Get out there. Get a wife, raise some baby Spikes, and have a good life. Catch the bad guys. Get old, lose your hair, and get a beer gut. Do it for yourself. Do it for me.
So long and thanks for all the fish,
Gage
Spike folded the already worn envelope carefully and tucked it back into this jacket pocket before adding the last suitcase to the back seat of the car. A cold rain had begun to drizzle over Boston. Tempus fugit. Thanksgiving was just around the corner and there were only forty-three shopping days left before Christmas. His mother would have cooked a turkey and fussed over Faith like a mother hen guarding her chicks.
"Ready?" Faith's smile warmed the chilly air.
"As I'll ever be." He made sure she was comfortable before he turned the keys, ignoring her indignant protests and the flushing of her cheeks as he worried over her. They drove in silence as they headed out of the city, watching the familiar buildings and streets pass by with the feeling of goodbye hanging in the air. She would be safer in Sunnydale. The baby would be safer. Two Slayers, an entire military base. Even with the Hellmouth it would be safer.
"Let me know if you need me to drive," she offered as he pulled onto the freeway. "Still don't know why we couldn't fly."
"Because you hate planes."
"Yeah. But it would've taken like two seconds compared to driving across the whole fucking country."
"Harder for Birkman to tail us this way."

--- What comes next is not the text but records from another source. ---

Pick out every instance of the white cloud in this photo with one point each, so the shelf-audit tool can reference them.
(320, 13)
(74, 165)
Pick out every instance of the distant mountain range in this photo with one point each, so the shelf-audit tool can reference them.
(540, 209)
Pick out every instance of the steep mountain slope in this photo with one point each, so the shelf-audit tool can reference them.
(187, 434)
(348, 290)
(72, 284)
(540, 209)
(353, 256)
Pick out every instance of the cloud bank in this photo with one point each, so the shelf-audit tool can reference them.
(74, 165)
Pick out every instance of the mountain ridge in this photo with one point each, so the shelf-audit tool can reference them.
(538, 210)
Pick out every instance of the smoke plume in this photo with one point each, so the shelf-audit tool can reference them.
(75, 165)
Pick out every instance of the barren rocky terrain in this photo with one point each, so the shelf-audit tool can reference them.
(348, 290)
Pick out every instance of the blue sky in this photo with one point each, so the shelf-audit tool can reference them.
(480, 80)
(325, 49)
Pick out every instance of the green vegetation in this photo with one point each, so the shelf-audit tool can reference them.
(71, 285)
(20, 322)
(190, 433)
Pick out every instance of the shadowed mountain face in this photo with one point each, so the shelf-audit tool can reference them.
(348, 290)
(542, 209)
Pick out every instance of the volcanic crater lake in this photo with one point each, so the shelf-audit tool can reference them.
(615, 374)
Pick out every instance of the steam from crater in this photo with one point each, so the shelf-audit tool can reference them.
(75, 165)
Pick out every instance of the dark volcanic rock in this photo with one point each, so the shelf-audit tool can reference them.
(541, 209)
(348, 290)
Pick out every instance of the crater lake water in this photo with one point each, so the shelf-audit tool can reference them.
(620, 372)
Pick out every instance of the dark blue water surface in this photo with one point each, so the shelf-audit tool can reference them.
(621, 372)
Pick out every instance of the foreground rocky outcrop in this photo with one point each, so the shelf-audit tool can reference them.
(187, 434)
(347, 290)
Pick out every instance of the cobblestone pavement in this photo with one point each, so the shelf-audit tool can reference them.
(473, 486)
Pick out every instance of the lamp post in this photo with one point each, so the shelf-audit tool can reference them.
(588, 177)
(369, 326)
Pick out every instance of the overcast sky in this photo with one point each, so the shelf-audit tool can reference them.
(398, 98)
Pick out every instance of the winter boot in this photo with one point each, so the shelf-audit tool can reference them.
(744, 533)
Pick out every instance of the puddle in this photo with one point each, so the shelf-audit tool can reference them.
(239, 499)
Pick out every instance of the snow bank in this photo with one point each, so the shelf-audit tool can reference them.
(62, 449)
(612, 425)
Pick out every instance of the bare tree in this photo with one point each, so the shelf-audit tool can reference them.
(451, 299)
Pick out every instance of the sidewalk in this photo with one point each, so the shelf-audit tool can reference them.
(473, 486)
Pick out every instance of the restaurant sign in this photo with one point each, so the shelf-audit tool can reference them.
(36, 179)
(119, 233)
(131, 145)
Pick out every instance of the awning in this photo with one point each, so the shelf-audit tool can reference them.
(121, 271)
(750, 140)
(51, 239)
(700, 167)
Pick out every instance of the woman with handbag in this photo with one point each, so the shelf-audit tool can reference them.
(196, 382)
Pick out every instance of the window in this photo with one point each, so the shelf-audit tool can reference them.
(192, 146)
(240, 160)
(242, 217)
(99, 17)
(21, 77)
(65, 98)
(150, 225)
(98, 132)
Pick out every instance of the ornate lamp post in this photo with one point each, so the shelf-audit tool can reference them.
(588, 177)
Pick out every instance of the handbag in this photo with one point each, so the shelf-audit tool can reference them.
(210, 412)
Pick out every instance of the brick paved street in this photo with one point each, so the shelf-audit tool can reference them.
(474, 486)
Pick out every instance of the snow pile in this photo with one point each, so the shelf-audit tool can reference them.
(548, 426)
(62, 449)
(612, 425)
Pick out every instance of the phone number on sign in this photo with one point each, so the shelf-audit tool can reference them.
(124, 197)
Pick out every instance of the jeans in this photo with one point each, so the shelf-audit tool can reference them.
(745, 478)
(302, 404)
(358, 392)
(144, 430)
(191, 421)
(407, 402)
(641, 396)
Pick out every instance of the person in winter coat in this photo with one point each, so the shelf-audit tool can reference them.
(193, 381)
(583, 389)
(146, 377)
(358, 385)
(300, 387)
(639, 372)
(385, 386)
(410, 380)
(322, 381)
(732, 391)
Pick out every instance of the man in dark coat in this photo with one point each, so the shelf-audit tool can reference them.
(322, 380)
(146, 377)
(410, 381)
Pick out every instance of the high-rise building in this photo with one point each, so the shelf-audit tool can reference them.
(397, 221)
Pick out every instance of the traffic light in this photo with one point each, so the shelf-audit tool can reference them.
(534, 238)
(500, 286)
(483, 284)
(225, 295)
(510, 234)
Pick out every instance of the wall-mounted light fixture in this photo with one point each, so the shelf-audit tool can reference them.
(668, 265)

"You two really need to just duke it out one of these days."
"Don't give me ideas." He waited as she flipped through the radio stations and finally abandoned the search, digging into her bag for the CD folder. "Did I ever tell you about Gage?"
"No." She set the CDs on her lap gently. "What was he like?"
The usual reaction to his human memories wasn't quite as violent, only vague uneasiness and a whispering desire to forget about them.
"He reminded me of Xander. Without the attitude. The first day of training, I show up and there's this guy. Sandy blond hair, perfect teeth, and I'm thinking he's gotta be a complete asshole, right? I'm bored out of my mind listening to the orientation speech and what-have-you when he starts playing dominoes with the sugar packets. Next thing I know, he's got the whole damn table set up as some sort of battle ground. Artificial sweetener versus sugar and the spoons are all rigged up to be catapults with the creamer. He's got a commentary going on, real quiet like, about casualties and fallen soldiers. Fucking hilarious. So I'm getting into it, maneuvering my catapults and spoons. The stirring rods were supposed to be ballistic missiles or something. My sugar battalion goes left and his Splenda packets split into two divisions just as the orientation guy is finishing up. He launches a creamer, it goes wide and when I try to catch it, my elbow hits the top of the coffee maker."
"Coffee everywhere?" Faith cringed.
"You have no idea. It tipped over and the cup rolled out, lid pops open and the great coffee flood begins. Everyone's looking at us like we just pissed on the carpet or something and this guy, this crazy-ass rookie cop; he just looks at me, straight faced, and says. 'That was seriously uncalled for, dude. I don't even have nuclear weapons yet.' We're trying not to laugh and cleaning up the coffee. I think he freaked a few of the guys out talking about radioactive sugar."
"He sounds like a pretty cool guy."
"Yeah." Spike smiled and reached for her hand. "You would have liked him."